Further, to visualize the HB patterns between the hydrogen bond donors and acceptors of lignin and [Ch][Lys], an HB connection matrix was calculated using TRAVIS and plotted with the rows of the matrix on the left-hand side corresponding to hydrogen bond acceptors of all the molecules in the system and the columns corresponding to the hydrogen bond donors (Fig. 8). This data shows, for example, that hydroxyl groups of lignin form hydrogen bonds with both acceptor (anion) and donor (cation) atoms of ILs. For each HB matrix, TRAVIS internally computes the RDF and extracts the height of the first maxima of RDF peak (g(r)) and the distance, thereby resulting in the hydrogen bond matrix. Both distance and height of the first RDF maximum are encoded in color (right-hand side of Fig. 8). A closer observation from the matrix, the anion ([Oct] and [Lys]) forms strong hydrogen bonds with lignin (O1,2⋯H20–22) and cation (O1,2⋯H3). Lysinate forms multiple and strong hydrogen bonds (O1,2⋯H20–22 and N1,2⋯ H20–22) with lignin than [Oct]. However, the first maximum height of the N1,2⋯ H20–22 (lignin-[Lys]) is lower than O1,2⋯H20–22, implying that lower HB lifetime of N1,2⋯ H20–22. On the other hand, cation forms multiple and weaker hydrogen bonds with lignin. One weaker intramolecular hydrogen bond visible in [Lys] and [Ch]+, but there is no evidence of intramolecular hydrogen bond within the lignin molecule.

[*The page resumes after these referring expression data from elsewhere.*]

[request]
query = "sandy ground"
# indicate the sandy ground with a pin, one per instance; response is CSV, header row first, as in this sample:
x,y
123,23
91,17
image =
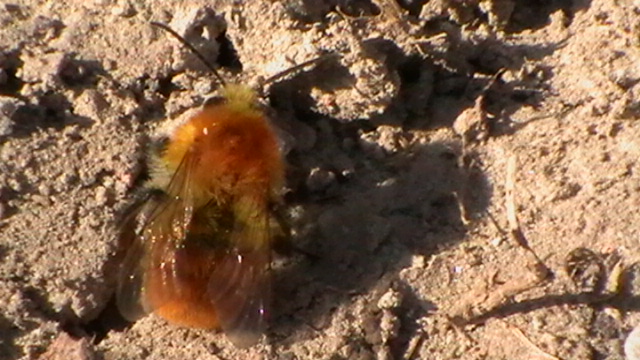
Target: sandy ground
x,y
466,173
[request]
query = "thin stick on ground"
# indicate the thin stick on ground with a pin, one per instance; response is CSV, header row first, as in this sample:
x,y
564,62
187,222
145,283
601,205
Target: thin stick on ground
x,y
515,231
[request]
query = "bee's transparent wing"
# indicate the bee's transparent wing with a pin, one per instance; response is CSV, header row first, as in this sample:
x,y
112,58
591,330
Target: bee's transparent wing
x,y
152,246
240,286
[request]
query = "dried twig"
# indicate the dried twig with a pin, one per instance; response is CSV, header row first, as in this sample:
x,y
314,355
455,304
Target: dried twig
x,y
520,335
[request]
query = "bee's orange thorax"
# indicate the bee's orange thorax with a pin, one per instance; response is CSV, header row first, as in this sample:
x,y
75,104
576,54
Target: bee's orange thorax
x,y
235,152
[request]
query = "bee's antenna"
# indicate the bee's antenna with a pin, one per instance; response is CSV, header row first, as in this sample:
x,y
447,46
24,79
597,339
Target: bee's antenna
x,y
299,66
193,49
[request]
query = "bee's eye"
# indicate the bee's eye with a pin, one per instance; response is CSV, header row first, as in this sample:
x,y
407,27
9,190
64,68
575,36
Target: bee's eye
x,y
215,100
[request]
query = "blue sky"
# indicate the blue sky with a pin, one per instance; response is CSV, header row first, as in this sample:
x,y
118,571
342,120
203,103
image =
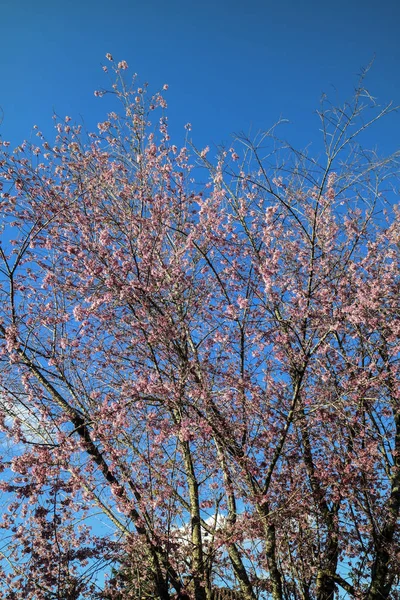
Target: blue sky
x,y
231,66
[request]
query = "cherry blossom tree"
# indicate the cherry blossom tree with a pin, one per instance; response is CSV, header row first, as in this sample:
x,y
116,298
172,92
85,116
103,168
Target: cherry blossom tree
x,y
199,381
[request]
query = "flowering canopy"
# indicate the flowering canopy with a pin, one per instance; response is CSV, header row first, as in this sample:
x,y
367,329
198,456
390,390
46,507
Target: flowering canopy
x,y
199,382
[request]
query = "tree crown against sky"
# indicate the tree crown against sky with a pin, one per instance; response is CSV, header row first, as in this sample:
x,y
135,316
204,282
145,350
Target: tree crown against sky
x,y
202,356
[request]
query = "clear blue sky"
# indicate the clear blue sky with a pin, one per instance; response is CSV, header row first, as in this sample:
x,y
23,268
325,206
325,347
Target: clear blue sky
x,y
231,66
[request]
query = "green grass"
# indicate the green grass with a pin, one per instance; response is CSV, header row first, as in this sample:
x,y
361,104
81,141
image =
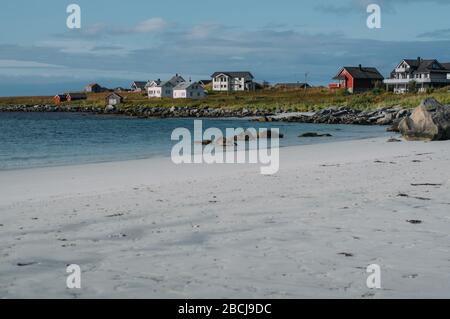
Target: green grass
x,y
271,100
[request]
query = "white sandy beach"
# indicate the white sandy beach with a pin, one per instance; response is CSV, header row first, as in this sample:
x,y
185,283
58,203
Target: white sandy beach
x,y
150,229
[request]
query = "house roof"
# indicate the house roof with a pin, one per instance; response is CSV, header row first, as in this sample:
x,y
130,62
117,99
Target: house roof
x,y
294,84
176,79
184,85
360,72
239,74
150,83
77,95
114,94
139,84
423,66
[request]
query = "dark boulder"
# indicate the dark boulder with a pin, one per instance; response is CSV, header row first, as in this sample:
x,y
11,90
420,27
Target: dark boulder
x,y
429,121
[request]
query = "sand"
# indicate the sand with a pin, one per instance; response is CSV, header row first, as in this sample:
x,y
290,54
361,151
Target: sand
x,y
151,229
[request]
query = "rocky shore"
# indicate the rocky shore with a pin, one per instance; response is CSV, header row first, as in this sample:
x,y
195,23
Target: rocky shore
x,y
141,111
343,115
331,115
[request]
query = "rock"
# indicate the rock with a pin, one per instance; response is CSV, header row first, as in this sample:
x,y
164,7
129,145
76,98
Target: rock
x,y
429,121
244,136
204,142
109,109
312,134
223,141
268,134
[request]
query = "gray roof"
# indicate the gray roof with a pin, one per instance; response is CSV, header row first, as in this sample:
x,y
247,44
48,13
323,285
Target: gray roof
x,y
360,72
139,84
239,74
184,85
77,95
294,84
176,79
425,66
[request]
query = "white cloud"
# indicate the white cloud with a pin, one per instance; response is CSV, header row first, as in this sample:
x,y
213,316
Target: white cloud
x,y
151,25
9,64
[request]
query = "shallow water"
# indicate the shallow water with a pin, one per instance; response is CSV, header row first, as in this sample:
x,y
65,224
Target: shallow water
x,y
51,139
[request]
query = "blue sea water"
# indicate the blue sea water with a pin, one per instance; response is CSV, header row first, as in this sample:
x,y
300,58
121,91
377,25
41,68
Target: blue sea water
x,y
52,139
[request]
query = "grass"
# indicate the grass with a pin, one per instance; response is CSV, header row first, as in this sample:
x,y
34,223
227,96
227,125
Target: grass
x,y
270,100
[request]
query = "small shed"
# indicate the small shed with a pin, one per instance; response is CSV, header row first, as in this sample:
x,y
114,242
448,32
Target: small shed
x,y
60,98
114,99
75,96
94,88
357,79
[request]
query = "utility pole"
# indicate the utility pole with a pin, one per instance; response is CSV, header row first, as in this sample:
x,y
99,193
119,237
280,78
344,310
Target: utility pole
x,y
306,80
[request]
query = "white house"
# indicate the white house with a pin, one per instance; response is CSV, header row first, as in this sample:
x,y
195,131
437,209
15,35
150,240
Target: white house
x,y
158,89
161,89
233,81
426,74
187,90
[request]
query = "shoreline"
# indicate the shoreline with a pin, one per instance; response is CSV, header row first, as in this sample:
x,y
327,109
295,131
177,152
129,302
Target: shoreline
x,y
137,232
330,115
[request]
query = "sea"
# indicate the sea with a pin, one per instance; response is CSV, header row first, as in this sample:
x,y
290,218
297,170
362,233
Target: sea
x,y
29,140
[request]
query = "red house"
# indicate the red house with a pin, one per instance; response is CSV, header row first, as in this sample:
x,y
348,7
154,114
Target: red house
x,y
75,96
60,98
357,79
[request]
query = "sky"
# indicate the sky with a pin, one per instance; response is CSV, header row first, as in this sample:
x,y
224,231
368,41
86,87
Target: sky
x,y
278,41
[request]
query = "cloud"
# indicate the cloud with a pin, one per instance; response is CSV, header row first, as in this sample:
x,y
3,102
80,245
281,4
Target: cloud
x,y
273,55
18,64
101,30
436,34
359,6
150,25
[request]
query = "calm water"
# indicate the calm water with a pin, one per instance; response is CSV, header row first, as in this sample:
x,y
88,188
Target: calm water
x,y
49,139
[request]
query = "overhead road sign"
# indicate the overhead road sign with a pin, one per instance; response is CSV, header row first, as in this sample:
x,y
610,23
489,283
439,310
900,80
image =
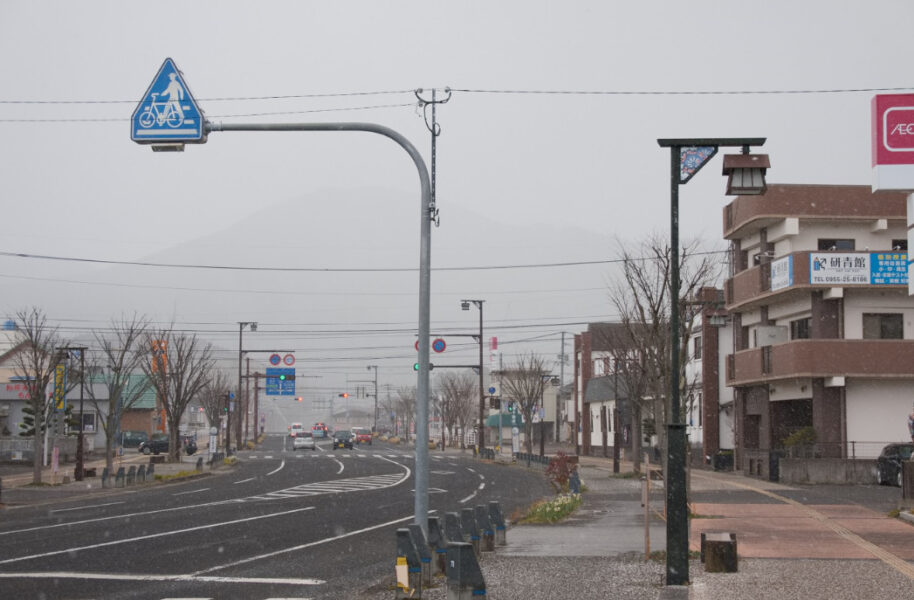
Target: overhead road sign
x,y
280,382
168,113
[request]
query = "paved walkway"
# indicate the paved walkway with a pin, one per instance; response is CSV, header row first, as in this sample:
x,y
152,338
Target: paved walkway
x,y
787,549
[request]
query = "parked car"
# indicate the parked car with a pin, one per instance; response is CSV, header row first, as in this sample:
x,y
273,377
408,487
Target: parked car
x,y
362,435
342,439
157,444
888,465
304,440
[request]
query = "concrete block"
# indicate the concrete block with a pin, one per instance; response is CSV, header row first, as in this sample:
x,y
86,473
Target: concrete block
x,y
718,552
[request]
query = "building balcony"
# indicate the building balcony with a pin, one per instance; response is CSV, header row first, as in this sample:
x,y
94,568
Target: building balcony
x,y
879,359
777,280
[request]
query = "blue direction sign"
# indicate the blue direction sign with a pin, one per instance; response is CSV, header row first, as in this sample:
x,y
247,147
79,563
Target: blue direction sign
x,y
168,112
280,382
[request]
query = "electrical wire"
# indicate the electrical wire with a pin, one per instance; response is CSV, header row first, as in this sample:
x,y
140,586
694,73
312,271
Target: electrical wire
x,y
329,269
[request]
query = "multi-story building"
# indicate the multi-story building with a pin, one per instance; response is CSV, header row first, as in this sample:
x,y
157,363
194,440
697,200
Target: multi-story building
x,y
823,327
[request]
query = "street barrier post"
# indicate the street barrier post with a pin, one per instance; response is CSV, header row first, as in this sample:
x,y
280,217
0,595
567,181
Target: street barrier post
x,y
425,555
464,577
470,528
438,540
487,543
409,567
499,522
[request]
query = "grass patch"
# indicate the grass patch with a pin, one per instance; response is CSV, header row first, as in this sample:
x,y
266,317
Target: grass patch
x,y
178,475
552,511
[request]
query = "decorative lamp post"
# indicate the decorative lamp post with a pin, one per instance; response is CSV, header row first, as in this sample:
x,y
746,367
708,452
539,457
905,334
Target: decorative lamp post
x,y
746,176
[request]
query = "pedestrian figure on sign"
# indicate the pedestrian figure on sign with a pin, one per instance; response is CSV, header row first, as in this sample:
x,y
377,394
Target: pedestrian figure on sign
x,y
175,94
911,424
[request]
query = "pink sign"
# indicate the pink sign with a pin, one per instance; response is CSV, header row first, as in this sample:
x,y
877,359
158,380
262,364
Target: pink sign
x,y
893,129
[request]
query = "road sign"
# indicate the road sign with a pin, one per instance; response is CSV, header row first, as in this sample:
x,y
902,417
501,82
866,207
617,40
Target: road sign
x,y
168,112
280,382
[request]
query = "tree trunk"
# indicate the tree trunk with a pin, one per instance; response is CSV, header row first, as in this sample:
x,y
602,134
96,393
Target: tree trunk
x,y
636,437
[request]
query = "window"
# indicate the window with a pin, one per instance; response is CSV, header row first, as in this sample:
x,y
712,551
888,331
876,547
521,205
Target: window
x,y
799,329
836,244
883,326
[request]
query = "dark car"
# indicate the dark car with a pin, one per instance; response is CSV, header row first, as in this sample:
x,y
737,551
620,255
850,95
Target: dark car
x,y
888,465
157,444
342,439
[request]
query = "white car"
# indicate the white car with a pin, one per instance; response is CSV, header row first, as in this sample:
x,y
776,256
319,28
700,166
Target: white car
x,y
303,440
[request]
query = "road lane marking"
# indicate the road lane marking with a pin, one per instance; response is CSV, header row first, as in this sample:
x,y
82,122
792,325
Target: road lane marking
x,y
85,507
153,536
163,577
303,546
190,492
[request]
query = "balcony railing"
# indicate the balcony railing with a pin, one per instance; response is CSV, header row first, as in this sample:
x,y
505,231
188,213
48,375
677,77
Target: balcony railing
x,y
822,358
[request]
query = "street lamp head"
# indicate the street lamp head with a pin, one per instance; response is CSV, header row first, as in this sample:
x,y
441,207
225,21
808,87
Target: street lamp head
x,y
746,174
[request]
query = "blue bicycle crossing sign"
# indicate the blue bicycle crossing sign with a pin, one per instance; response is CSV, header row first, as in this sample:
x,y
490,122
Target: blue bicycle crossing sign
x,y
168,112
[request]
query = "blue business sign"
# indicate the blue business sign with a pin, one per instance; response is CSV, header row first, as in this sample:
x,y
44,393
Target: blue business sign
x,y
168,112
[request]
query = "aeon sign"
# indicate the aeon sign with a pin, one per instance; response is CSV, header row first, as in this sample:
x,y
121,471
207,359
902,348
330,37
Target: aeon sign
x,y
893,142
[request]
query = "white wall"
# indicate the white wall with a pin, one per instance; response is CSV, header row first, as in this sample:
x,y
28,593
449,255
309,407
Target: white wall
x,y
877,411
859,301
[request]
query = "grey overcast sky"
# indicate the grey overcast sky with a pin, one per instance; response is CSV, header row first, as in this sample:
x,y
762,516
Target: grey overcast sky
x,y
547,154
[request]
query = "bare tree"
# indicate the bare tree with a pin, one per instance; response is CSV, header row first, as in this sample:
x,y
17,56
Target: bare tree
x,y
213,396
458,393
118,368
35,362
406,406
642,299
179,368
523,384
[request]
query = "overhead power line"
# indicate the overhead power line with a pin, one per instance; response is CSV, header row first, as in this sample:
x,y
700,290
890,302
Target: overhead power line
x,y
577,263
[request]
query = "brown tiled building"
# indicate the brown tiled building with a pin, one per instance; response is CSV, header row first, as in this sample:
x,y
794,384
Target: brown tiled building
x,y
823,327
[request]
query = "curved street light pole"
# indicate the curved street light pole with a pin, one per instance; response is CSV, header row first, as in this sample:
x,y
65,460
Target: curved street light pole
x,y
427,213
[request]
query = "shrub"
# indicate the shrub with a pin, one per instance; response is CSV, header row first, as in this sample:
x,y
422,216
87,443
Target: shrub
x,y
559,471
550,511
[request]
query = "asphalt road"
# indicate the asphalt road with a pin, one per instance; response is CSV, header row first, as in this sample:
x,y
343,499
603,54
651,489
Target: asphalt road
x,y
305,524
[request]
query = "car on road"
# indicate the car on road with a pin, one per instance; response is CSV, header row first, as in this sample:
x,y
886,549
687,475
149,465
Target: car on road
x,y
156,444
888,465
304,440
342,439
362,435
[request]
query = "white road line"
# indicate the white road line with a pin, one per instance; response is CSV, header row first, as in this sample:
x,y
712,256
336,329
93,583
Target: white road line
x,y
190,492
131,577
85,507
152,536
302,546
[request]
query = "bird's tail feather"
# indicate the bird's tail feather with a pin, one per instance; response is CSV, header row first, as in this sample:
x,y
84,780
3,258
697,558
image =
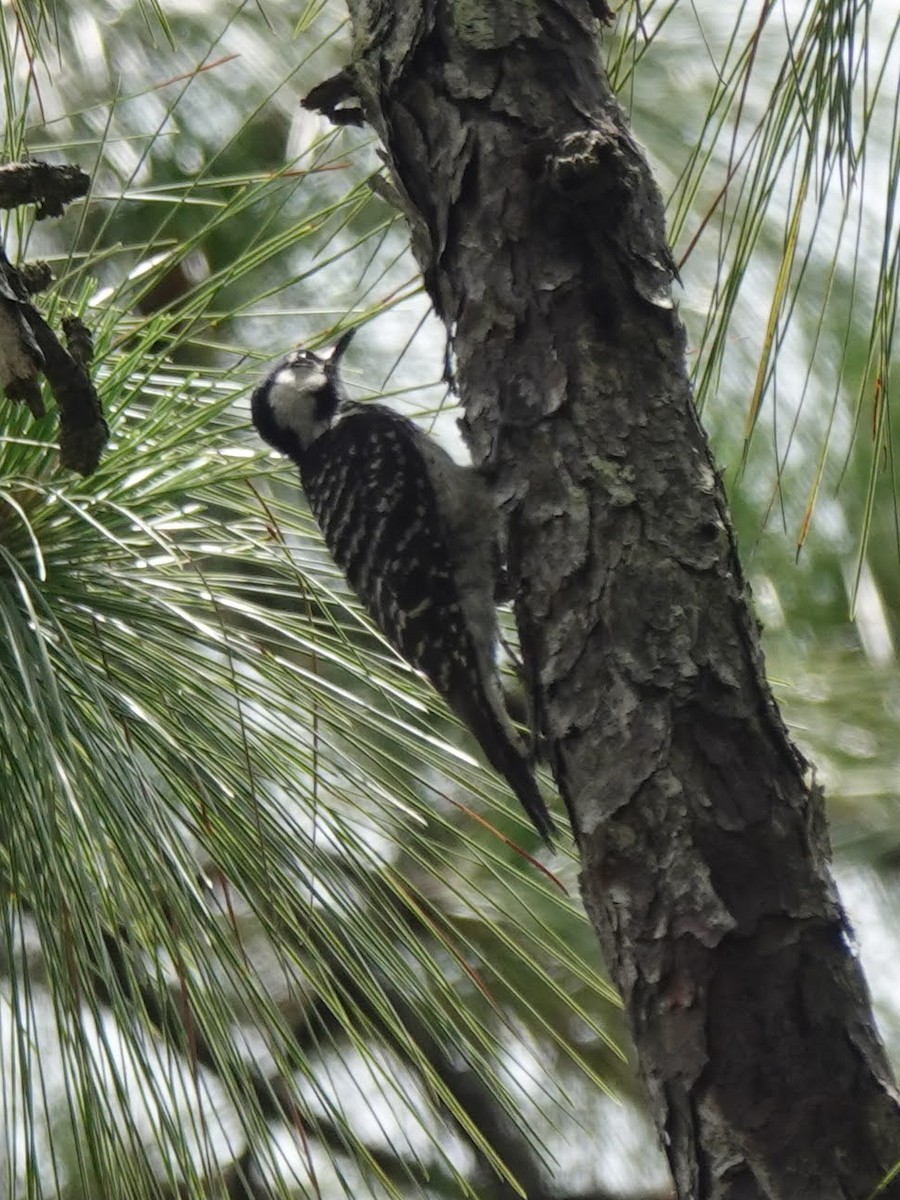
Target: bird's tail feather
x,y
503,749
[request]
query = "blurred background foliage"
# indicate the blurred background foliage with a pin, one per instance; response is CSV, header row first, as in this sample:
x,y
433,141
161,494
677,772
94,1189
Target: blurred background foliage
x,y
268,927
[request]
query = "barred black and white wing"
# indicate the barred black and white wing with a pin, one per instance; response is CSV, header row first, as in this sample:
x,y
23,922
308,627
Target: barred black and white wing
x,y
401,527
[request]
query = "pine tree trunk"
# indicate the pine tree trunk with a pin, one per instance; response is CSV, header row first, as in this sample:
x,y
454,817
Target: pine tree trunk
x,y
705,850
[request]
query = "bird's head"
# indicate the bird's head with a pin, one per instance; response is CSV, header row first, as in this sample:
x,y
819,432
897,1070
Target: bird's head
x,y
298,400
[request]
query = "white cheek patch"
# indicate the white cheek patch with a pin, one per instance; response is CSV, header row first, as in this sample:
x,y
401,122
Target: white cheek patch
x,y
292,397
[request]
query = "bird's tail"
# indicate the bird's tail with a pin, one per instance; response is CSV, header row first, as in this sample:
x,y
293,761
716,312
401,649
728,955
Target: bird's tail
x,y
485,714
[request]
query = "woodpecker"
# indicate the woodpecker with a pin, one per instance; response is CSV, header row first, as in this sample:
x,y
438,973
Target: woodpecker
x,y
414,533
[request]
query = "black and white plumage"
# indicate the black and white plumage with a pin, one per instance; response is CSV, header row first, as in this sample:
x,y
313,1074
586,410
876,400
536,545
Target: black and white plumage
x,y
414,534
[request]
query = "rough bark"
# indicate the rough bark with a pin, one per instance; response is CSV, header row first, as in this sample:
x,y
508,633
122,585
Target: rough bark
x,y
705,850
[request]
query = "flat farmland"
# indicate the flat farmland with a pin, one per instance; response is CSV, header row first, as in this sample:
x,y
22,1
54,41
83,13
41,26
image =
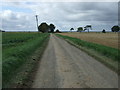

image file: d1gc01622a-f8.tif
Fig. 8 Connection matrix analysis of lignin dissolved in (a) [Ch][Oct] and (b) [Ch][Lys]. Rows represent hydrogen bond acceptors, and columns stand for hydrogen bond donors. The color in each square represents both the intensity and distance of the first maximum in the corresponding RDF (for color scale, see the right-hand side). If the hydrogen bond exists, the square of the matrix is filled with a color according to the color scale, otherwise, the square is simply filled with a black cross. The red color indicates a hydrogen bond with a lower distance and maximum RDF height (i.e., strong hydrogen bond with longer lifetime), whereas blue color indicates a hydrogen bond with a smaller distance and lower height (i.e., strong hydrogen bond with lesser lifetime). On the other hand, the yellow color corresponds to a hydrogen bond with a higher RDF peak, but the distance is larger, indicating a very weak hydrogen bond.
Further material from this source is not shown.